The motive of the Shore -Benn proposals was realistic -to stop the ‘recovery money’ being spent on imports. The problem was that e.g. in cars, the British designs were often inferior to the European ones. Some of this was down to levels of investment but not all. Would you agree that along with getting the finance right, we also have to the attitudes which develop the technology and skills to keep competitive?
The raising of tariffs was a reaction to the Great Depression. Britain ended her century free trade policy by introducing Empire Free Trade and devaluing the Pound. The US had tightened its tariffs Smoot Hartly Act.
I do agree with the view that the trade wars led, but not inevitably, to war.

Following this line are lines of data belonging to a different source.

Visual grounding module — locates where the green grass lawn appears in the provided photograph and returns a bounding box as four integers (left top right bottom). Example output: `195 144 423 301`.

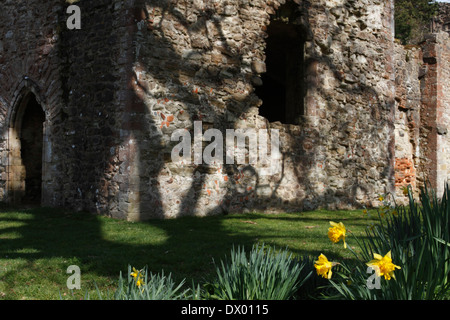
0 205 378 300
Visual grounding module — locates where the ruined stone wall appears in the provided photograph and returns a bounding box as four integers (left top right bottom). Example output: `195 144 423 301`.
0 0 135 212
420 35 440 194
0 1 64 204
435 32 450 196
419 33 450 196
55 0 137 215
394 32 450 200
1 0 399 220
124 0 396 219
0 96 6 201
394 43 422 201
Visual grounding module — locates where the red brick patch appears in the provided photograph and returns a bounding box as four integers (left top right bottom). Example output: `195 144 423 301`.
395 158 416 188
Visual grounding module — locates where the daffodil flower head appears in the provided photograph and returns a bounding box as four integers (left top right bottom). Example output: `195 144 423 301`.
314 253 334 279
328 221 347 248
130 267 145 289
130 267 140 279
366 251 401 280
136 277 144 288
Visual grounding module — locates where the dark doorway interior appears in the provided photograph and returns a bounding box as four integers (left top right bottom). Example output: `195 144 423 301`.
256 9 305 124
20 95 45 204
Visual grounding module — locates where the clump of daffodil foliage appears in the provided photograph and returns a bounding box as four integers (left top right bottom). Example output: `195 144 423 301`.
114 265 190 300
204 244 313 300
315 184 450 300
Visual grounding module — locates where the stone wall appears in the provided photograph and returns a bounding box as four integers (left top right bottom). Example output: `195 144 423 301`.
0 0 136 212
0 96 5 201
418 32 450 197
0 1 64 205
2 0 436 221
55 0 136 215
394 43 422 201
108 0 397 219
433 32 450 196
394 32 450 201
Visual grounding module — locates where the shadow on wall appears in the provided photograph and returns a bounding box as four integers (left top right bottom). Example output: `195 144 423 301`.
122 0 395 219
0 0 397 293
3 0 394 218
129 0 293 219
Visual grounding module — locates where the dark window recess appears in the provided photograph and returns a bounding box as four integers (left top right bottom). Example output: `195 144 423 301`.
255 4 306 125
20 95 45 204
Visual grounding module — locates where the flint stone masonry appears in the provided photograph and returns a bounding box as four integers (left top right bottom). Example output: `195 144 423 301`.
394 43 421 200
422 32 450 197
0 0 448 220
393 30 450 202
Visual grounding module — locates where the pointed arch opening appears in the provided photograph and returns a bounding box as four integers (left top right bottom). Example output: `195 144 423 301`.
7 92 45 205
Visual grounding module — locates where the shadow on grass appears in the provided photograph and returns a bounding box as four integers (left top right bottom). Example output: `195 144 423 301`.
0 205 377 295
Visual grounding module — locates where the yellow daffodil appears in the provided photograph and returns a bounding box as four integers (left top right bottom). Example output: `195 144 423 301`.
363 208 368 215
378 195 384 202
328 221 347 248
136 277 144 288
366 251 401 280
314 254 334 279
130 267 140 279
131 267 146 289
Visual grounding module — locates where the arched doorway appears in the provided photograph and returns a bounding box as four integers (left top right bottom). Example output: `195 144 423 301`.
255 1 306 125
7 92 45 205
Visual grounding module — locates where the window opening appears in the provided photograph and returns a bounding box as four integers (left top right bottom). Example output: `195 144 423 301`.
255 2 306 124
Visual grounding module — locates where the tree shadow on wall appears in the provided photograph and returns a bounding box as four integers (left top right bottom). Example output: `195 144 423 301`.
128 0 292 218
125 0 396 218
56 0 395 218
280 1 396 211
0 0 397 294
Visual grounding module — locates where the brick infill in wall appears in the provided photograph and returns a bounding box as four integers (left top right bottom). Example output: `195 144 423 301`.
394 157 416 188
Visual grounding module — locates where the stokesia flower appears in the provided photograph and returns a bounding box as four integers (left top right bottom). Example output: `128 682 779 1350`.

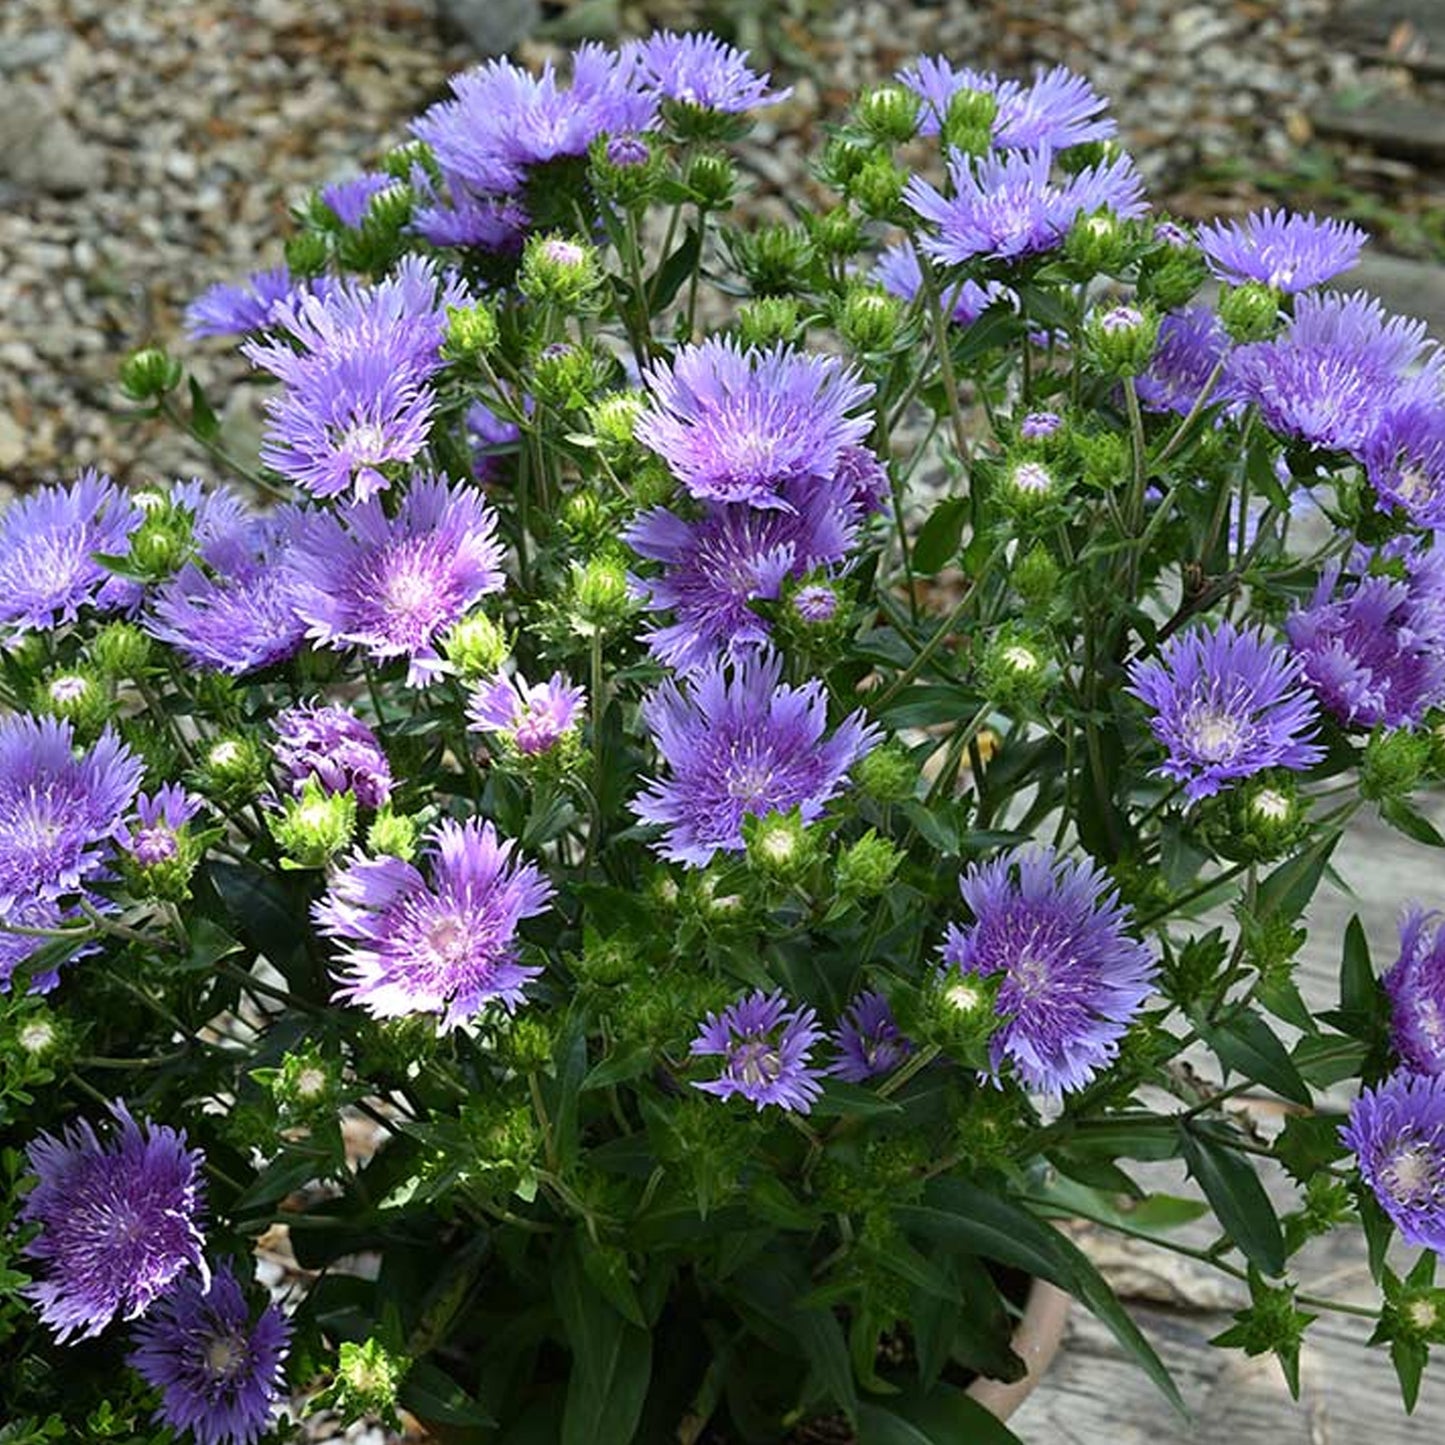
20 1102 208 1341
873 242 1014 325
286 474 505 687
635 338 874 509
625 477 862 672
1285 537 1445 729
1135 305 1235 417
467 671 585 755
1228 289 1442 457
0 470 140 635
184 267 333 340
632 31 790 111
114 785 203 867
1127 619 1324 802
1384 909 1445 1076
320 170 396 228
1196 208 1367 294
129 1263 291 1445
940 847 1157 1095
831 990 912 1082
1364 392 1445 530
904 145 1146 266
899 58 1115 151
314 817 554 1030
1341 1072 1445 1252
272 703 393 808
467 400 522 482
632 651 878 866
690 989 824 1112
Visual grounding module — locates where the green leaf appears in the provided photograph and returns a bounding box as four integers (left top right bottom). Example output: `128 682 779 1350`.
647 227 701 311
856 1382 1024 1444
1340 914 1375 1014
400 1359 496 1428
1180 1127 1285 1276
1380 796 1445 847
1391 1335 1428 1413
912 497 969 575
1273 1114 1348 1185
1254 831 1339 924
579 1240 647 1329
1200 1010 1311 1105
809 1079 904 1120
188 375 220 442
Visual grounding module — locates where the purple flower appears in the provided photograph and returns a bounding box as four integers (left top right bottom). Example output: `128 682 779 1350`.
411 44 655 200
1135 305 1235 417
632 31 790 111
115 785 203 867
286 475 505 687
1019 411 1063 439
0 895 96 995
831 445 891 515
831 990 912 1082
873 242 1014 324
1384 910 1445 1076
635 338 874 509
940 848 1157 1095
0 471 141 635
129 1263 291 1445
412 183 530 253
1229 290 1441 456
1128 620 1324 802
147 509 308 676
1286 537 1445 729
625 480 862 672
900 59 1114 151
184 267 335 340
20 1102 208 1342
904 146 1146 266
272 703 393 808
1364 393 1445 529
1196 208 1367 294
467 400 522 482
792 584 840 624
320 170 396 228
690 989 824 1112
633 652 878 867
467 671 585 755
1341 1072 1445 1252
314 817 554 1030
244 257 466 501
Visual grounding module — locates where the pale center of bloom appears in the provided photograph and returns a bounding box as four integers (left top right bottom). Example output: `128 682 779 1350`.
1396 464 1432 505
1382 1142 1440 1204
733 1039 784 1087
944 978 983 1013
204 1330 249 1380
341 422 393 468
295 1066 329 1099
726 759 778 805
1408 1298 1440 1331
425 915 474 968
1011 952 1052 999
1100 306 1142 333
19 1020 55 1053
542 239 584 266
1181 702 1247 763
1001 645 1039 673
1250 789 1291 823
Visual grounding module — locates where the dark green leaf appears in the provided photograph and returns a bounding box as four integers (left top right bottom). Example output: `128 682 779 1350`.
1201 1010 1311 1105
912 497 969 575
810 1079 904 1120
579 1240 646 1329
1391 1335 1428 1413
1180 1128 1285 1276
1254 831 1339 924
400 1359 496 1428
188 376 220 442
1340 914 1375 1015
856 1382 1024 1444
1380 796 1445 847
647 227 701 311
1273 1114 1348 1185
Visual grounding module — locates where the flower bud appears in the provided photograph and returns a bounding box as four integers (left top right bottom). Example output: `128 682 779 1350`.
1011 543 1062 611
198 733 269 805
848 153 908 219
367 805 420 861
856 82 921 143
1218 281 1282 343
87 621 152 679
737 296 802 349
119 346 183 402
1072 428 1129 490
1083 303 1159 378
588 131 661 207
15 1008 68 1064
328 1339 408 1429
791 581 841 626
568 551 635 635
836 830 903 898
1362 726 1431 802
269 779 357 868
1200 774 1311 863
443 301 500 362
685 151 737 209
588 390 646 455
724 222 814 296
259 1046 341 1125
282 229 331 278
854 740 917 804
925 967 1001 1068
35 669 110 736
835 284 904 353
941 88 999 149
530 342 614 412
518 233 604 312
818 134 873 189
744 808 816 882
443 610 510 681
981 630 1053 707
1063 209 1134 275
806 205 863 260
999 458 1066 523
1139 222 1208 310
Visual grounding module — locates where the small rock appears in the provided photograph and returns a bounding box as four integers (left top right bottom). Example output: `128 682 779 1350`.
0 412 27 470
436 0 540 56
0 84 105 194
0 29 68 72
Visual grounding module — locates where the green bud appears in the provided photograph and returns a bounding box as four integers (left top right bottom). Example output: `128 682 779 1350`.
685 151 737 209
1241 912 1306 979
14 1007 69 1064
818 134 873 190
980 629 1053 707
1362 726 1431 802
806 205 863 260
119 346 183 402
1083 302 1159 378
1056 138 1122 175
662 96 754 145
941 88 999 149
1012 543 1062 611
724 222 814 296
1163 928 1229 1005
518 232 605 312
572 930 637 989
87 621 152 679
856 82 921 143
1218 281 1282 343
854 741 918 804
197 733 268 805
1199 773 1310 863
569 551 635 635
35 669 110 736
282 229 331 278
442 610 510 681
329 1338 408 1429
630 458 675 510
1210 1271 1315 1398
847 152 907 219
443 301 500 362
530 342 614 412
367 805 420 861
743 808 816 882
1139 222 1208 310
999 458 1066 520
587 131 661 207
835 284 904 353
269 780 356 868
589 389 646 453
561 489 609 544
924 968 1002 1069
262 1046 340 1122
1063 209 1134 275
836 830 903 898
497 1015 553 1072
736 296 802 349
382 139 436 184
1072 428 1129 490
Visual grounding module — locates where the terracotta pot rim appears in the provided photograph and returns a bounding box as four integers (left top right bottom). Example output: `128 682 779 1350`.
963 1277 1072 1421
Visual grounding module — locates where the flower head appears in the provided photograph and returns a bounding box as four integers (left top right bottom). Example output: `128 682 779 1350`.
185 267 334 340
466 401 523 483
315 817 554 1030
286 475 505 687
636 338 874 509
1286 537 1445 729
272 703 393 808
632 31 790 111
905 145 1146 266
1127 619 1324 802
467 671 585 755
873 242 1014 324
633 652 878 866
1385 910 1445 1076
690 989 824 1112
940 847 1157 1094
114 784 203 867
1364 393 1445 530
1342 1073 1445 1252
0 471 140 635
1135 305 1235 416
129 1263 291 1445
320 170 396 228
1197 208 1366 293
20 1103 208 1341
830 990 912 1082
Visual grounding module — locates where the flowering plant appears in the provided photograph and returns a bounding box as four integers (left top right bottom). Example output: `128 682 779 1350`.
5 32 1445 1443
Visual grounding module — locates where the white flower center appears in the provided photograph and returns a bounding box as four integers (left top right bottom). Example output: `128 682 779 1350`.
734 1040 783 1087
1382 1143 1438 1205
1183 703 1246 763
204 1331 248 1379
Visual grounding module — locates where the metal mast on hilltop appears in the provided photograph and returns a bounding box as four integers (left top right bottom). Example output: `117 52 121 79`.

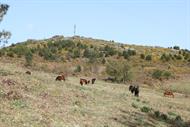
74 24 76 36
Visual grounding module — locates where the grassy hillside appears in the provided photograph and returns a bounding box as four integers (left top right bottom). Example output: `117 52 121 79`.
0 35 190 86
0 62 190 127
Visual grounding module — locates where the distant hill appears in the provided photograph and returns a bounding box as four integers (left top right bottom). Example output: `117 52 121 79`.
0 35 190 86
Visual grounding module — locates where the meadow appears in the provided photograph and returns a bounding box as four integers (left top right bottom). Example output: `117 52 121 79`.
0 62 189 127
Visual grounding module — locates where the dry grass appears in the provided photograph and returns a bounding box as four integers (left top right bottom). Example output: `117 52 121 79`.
0 62 190 127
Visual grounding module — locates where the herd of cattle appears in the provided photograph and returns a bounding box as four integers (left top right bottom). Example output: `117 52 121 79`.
25 71 175 98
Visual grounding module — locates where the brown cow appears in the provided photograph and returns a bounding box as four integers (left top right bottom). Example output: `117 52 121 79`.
80 78 88 85
26 71 31 75
56 74 65 81
164 90 174 98
80 80 84 86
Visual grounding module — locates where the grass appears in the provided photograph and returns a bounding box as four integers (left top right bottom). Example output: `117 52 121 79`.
168 80 190 94
0 62 190 127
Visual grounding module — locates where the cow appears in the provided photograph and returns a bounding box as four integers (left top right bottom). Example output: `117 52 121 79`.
91 78 96 84
26 71 31 75
164 90 174 98
56 74 65 81
80 80 84 86
129 84 139 97
80 78 88 85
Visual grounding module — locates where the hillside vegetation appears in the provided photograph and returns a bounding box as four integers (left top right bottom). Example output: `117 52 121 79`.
0 36 190 86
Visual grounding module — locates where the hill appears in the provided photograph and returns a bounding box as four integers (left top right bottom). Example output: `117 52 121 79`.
0 36 190 126
0 35 190 86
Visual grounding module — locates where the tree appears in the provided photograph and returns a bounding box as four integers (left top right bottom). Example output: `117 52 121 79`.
25 50 33 66
106 60 132 83
0 3 11 44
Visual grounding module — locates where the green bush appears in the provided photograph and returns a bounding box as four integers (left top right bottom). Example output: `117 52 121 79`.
83 48 98 63
160 113 168 121
25 50 33 66
106 60 132 83
72 48 80 58
152 70 163 79
140 54 145 59
123 50 130 59
102 58 106 64
74 65 81 72
160 53 171 61
152 70 172 80
39 48 57 61
174 54 183 60
7 51 14 57
162 71 172 79
173 46 180 50
145 55 152 61
140 106 151 113
104 45 117 57
131 103 138 109
122 49 136 59
154 111 160 118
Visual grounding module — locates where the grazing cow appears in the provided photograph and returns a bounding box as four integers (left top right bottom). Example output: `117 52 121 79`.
80 80 84 86
129 84 139 97
164 90 174 98
80 78 88 85
56 74 65 81
91 78 96 84
26 71 31 75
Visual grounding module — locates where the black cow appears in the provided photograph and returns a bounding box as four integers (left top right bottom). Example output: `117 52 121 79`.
129 85 139 97
91 78 96 84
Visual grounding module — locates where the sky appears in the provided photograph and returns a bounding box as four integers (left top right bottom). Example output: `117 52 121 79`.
1 0 190 49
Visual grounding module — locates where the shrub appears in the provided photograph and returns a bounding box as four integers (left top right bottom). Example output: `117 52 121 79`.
123 50 130 59
173 46 180 50
140 54 145 59
162 71 172 79
131 103 138 109
7 51 14 57
154 111 160 118
25 50 33 66
152 70 172 80
160 113 168 121
102 58 106 64
140 106 151 113
152 70 163 79
72 49 80 58
106 60 132 83
104 45 116 56
174 54 183 60
39 48 57 61
160 53 171 61
83 48 98 63
74 65 81 72
145 55 152 61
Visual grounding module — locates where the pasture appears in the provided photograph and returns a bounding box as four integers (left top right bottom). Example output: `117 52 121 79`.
0 62 189 127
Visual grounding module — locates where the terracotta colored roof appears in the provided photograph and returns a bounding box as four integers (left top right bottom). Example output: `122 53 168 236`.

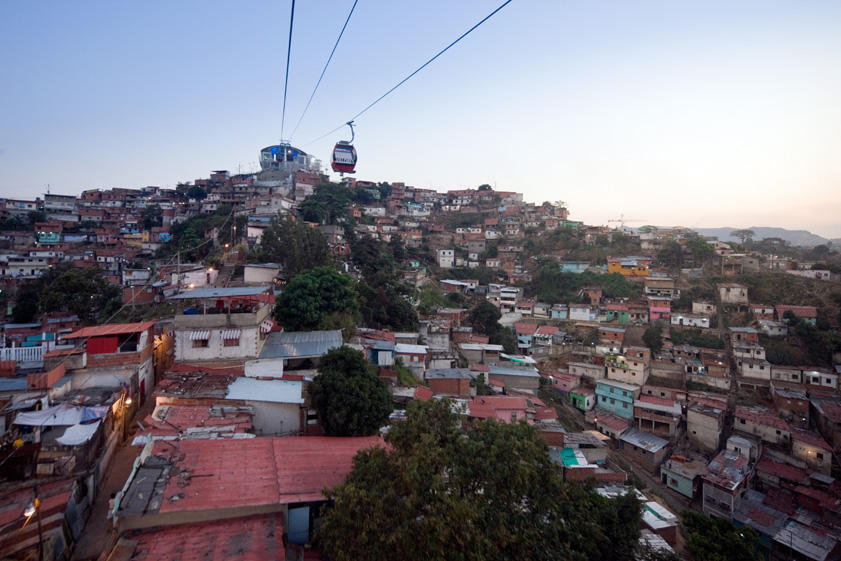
596 410 630 432
414 386 433 401
535 325 559 336
535 407 558 421
790 428 832 451
638 395 676 407
126 437 382 516
775 305 818 318
127 513 285 561
755 456 809 484
735 406 789 431
794 485 838 508
137 405 253 440
572 386 595 396
469 396 528 423
514 322 538 335
65 320 155 339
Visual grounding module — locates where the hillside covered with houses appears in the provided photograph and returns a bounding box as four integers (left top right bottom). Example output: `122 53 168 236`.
1 171 841 561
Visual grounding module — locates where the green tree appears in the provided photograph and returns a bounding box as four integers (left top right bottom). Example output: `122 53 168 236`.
12 281 42 323
657 241 684 268
186 185 207 200
730 229 755 244
491 325 518 354
257 216 330 277
682 510 761 561
468 300 502 337
685 236 715 262
273 267 359 331
643 323 664 353
308 346 392 436
318 399 642 561
141 204 163 230
38 263 121 323
298 182 353 224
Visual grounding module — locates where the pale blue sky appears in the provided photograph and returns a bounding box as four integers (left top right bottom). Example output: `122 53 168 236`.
2 1 840 237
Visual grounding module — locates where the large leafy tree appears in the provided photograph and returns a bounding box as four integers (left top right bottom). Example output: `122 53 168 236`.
643 323 664 354
308 346 392 436
682 510 761 561
36 263 121 323
298 182 353 224
351 235 418 331
319 399 643 561
467 300 502 336
257 215 330 277
273 267 359 331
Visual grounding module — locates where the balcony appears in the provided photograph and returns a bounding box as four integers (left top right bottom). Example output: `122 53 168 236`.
174 303 271 329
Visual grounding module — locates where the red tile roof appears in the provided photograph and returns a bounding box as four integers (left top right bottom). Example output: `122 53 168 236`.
414 386 433 401
128 513 285 561
791 428 832 451
137 405 253 440
775 305 818 318
65 320 155 339
535 325 559 336
638 395 676 407
134 436 382 516
469 396 528 423
755 456 809 484
514 322 538 335
735 406 789 431
595 411 630 432
535 407 558 421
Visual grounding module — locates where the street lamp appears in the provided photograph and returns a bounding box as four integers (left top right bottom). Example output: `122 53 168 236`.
23 494 43 561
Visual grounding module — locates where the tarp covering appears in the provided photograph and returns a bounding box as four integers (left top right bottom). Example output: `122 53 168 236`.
81 406 109 423
57 420 101 446
14 404 83 427
14 404 108 427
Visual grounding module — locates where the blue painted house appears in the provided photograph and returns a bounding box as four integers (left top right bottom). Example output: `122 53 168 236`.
595 379 640 420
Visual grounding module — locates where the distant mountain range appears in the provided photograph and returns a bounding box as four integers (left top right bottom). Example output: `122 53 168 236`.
689 227 836 247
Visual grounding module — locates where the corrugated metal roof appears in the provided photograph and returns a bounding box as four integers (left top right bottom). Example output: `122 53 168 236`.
65 320 155 339
620 428 668 453
226 377 304 404
167 285 272 300
488 364 540 378
128 514 285 561
259 330 343 359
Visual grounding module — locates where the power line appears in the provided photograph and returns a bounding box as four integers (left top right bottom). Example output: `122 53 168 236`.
302 0 514 147
280 0 297 141
288 0 359 141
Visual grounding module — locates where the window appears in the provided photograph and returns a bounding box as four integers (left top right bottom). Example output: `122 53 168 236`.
740 419 746 424
192 339 209 348
775 430 781 435
610 398 615 405
826 378 832 384
223 337 240 347
610 387 614 394
622 402 628 409
817 453 824 461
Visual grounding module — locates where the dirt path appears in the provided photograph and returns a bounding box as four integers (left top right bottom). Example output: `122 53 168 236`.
71 399 154 561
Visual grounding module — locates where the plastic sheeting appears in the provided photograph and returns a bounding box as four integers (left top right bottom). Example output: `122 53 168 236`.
14 404 109 427
57 420 101 446
14 404 83 427
81 406 109 423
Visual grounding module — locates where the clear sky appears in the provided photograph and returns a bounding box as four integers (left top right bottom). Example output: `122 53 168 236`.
2 1 840 237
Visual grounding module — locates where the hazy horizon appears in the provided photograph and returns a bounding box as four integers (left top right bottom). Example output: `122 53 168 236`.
2 1 839 237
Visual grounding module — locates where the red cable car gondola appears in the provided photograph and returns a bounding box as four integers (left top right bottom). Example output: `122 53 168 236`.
331 121 357 174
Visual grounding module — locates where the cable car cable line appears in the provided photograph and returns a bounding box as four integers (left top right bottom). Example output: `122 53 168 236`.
301 0 514 147
288 0 359 141
279 0 296 141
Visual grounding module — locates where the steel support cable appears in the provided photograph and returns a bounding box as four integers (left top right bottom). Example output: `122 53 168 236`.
301 0 514 146
288 0 359 141
280 0 297 141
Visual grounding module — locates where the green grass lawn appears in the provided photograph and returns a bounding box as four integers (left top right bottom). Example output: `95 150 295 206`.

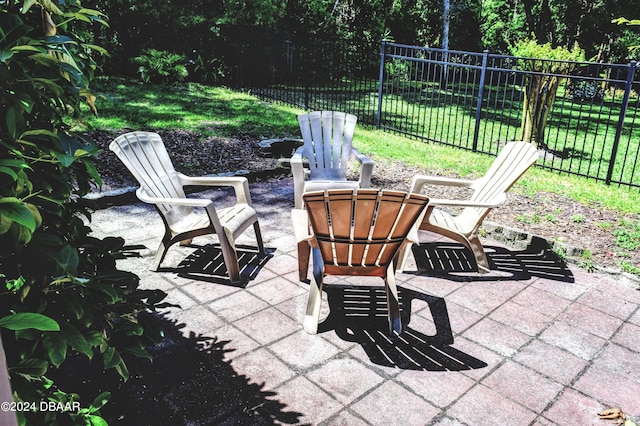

Hitler was a fringe politician until the Great Depression, end of foreign loans and six million unemployed.
The parallels of increased ethnic scapegoating, reactionary economic theory and advocacy of non-solutions such competitive devaluation, deflation and poverty which set people against others-both within or without the country -are frightening.
So if the government can’t print money without raising taxes. what is Quantitative Easing?
It is printing money – in a convoluted way
Tax is not involved
Going back to the original Denis Campbell article, it’s a storm in a teacup in any case. Labour have pledged an extra £2.5bn per year in extra NHS funding *by the end* of the 2015-20 Parliament, not at the start. Given that they have agreed to accept ConDem spending plans for the 2015-16 financial year (idiotically in my view, but there you go) they wouldn’t be able to spend more on the NHS that year anyway, even if they raised taxes immediately on coming to office. Richard is quite right that a government can just electronically print money without raising taxes if it needs too, but even if that weren’t the case, the Campbell article is garbage even on its own terms. If this guy is a “good journalist” what is a bad journalist like?!